From: George Greene on 26 Jun 2010 12:55 On Jun 26, 6:45 am, "|-|ercules" <radgray...(a)yahoo.com> wrote: > There seems to be 2 possibilities. > > 1 All finite digit permutations occur to infinite length. This IS NOT a possibility because for a FINITE permutation to occur "to infinite length" IS JUST MEANINGLESS! "To EVERY FINITE length" DOES NOT MEAN "to infinite length", yet you CONTINUE TO TALK as though it did! This has just gone on LONG ENOUGH! Here is another point: if you are only talking about FINITE lists of digits, then "permutation" is IRRELEVANT because ANY permutation of any finite list of digits IS JUST ANOTHER FINITE LIST OF DIGITS, that WAS ALREADY IN the class (of finite lists of digits) that you were talking about! Finite SEQUENCES of digits or finite LISTS of digits are what are actually being dealt with here. A permutation IS A CHANGE OF ORDER and would require some notion of WHAT AN "original" order was for a given finite basket of digits! There IS NO such notion for you here! STOP SAYING "permutation"! YOU DON'T KNOW what a permutation is!
From: George Greene on 26 Jun 2010 12:58 On Jun 26, 8:09 am, Sylvia Else <syl...(a)not.here.invalid> wrote: > >> So there is no finite maximum. How does that advance your proof? There IS an INFINITE maximum, obviously. THAT IS his whole proof! That matching occurs "to infinite length"! He keeps saying that! Seriously, do you really think you are going to be able to teach Herc the concept of a "least upper bound"?? I personally remain quite confident that "max" will prove to be "the max of" his capacity for understanding.
From: George Greene on 26 Jun 2010 13:01 > On 26/06/2010 8:45 PM, |-|ercules wrote: > > 2 It would be very difficult to come up with a new sequence of digits > > that wasn't on the computable reals list On Jun 26, 8:09 am, Sylvia Else <syl...(a)not.here.invalid> wrote: > The anti-diagonal wouldn't be on it. Now, you might feel that the > anti-diagonal is obviously computable, in that each digit can be > obtained algorithmically from the list. Of course we feel that! It IS IMPORTANT that anti-diagonalization (of any square list) IS computable! THERE IS a TM that does that! > But that presupposed that a list > of computable reals is itself computable, which you haven't proved. We > know that it is countable, but that's not the same thing. PLEASE! That is NOT the point! The point IS that EVEN IF the list of computable reals is computable, THE FACT THAT the anti-diagonal IS THEN ALSO computable *produces*a*CONTRADICTION* because the anti-diagonal both 1) Must Be On the list, since it is computable, and 2) CAN'T BE ON the list, BECAUSE it IS the ANTI-diagonal! So what is Herc to conclude FROM THAT?? > > Sylvia.

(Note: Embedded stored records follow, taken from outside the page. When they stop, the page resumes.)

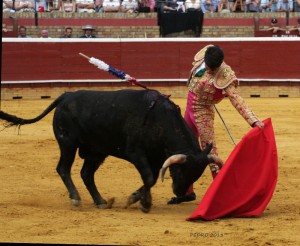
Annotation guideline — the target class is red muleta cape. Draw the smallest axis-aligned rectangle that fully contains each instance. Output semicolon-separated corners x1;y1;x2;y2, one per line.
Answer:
187;118;278;221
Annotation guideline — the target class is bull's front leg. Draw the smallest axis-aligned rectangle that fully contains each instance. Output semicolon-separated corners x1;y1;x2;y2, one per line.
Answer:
126;161;156;213
126;185;152;212
139;186;152;213
126;186;143;207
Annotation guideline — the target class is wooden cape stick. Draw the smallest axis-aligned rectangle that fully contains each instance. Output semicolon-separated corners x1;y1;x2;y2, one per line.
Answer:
214;105;236;146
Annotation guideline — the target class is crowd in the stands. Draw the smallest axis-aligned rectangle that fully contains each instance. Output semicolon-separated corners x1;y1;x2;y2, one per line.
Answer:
3;0;300;13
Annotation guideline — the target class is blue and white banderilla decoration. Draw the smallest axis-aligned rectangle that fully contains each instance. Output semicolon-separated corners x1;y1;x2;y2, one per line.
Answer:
79;52;147;89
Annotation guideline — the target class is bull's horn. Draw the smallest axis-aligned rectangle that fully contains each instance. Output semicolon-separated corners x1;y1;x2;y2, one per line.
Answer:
208;154;224;166
161;154;187;182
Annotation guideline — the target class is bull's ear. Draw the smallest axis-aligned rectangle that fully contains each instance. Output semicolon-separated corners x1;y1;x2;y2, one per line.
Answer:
203;143;212;155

From: George Greene on 26 Jun 2010 13:15
On Jun 25, 10:37 pm, Transfer Principle <lwal...(a)lausd.net> wrote: > Originally, Herc's arguments involved taking a list of ternary reals > and _shuffling_ them to produce almost any real on the diagonal > of the shuffled list. NO, THEY DIDN'T. That may have been the point AT WHICH *YOU* started paying attention, but if it was, THEN YOU WERE LATE. This was NOT original! ORIGINALLY, Herc DID NOT HAVE SENSE enough to use a small base. THIS WHOLE thing OUGHT to be being done IN BINARY, but Herc will not go down! He was talking about digit-lists from 0..9, ORIGINALLY. But what is "almost any real" supposed to mean?? Obviously, THERE IS a permutation that will produce ANY real, IF THE ORIGINAL list was rich enough, so why "almost"?? The whole point of refuting THAT is that THE ORIGINAL list could be TRIVIAL, being nowhere NEAR as complex as "all computable", AND STILL ALLOW this! The original list could have NO infinitely wide elements on it at all, or no elements with multiple digits (just enough copies of ALL 1s, or ALL 0s, or whatever his third digit was) AND STILL ALLOW this! The permutations just DON'T MEAN anything. You should have tried harder to crush them. > In this case, we really are talking about a permutation Yes, he was, IN THAT case, but THAT, AS IS USUAL with 80% of the stuff Herc brings up, WAS JUST IRRELEVANT TO the question! The other 20% is on the question but IS WRONG. |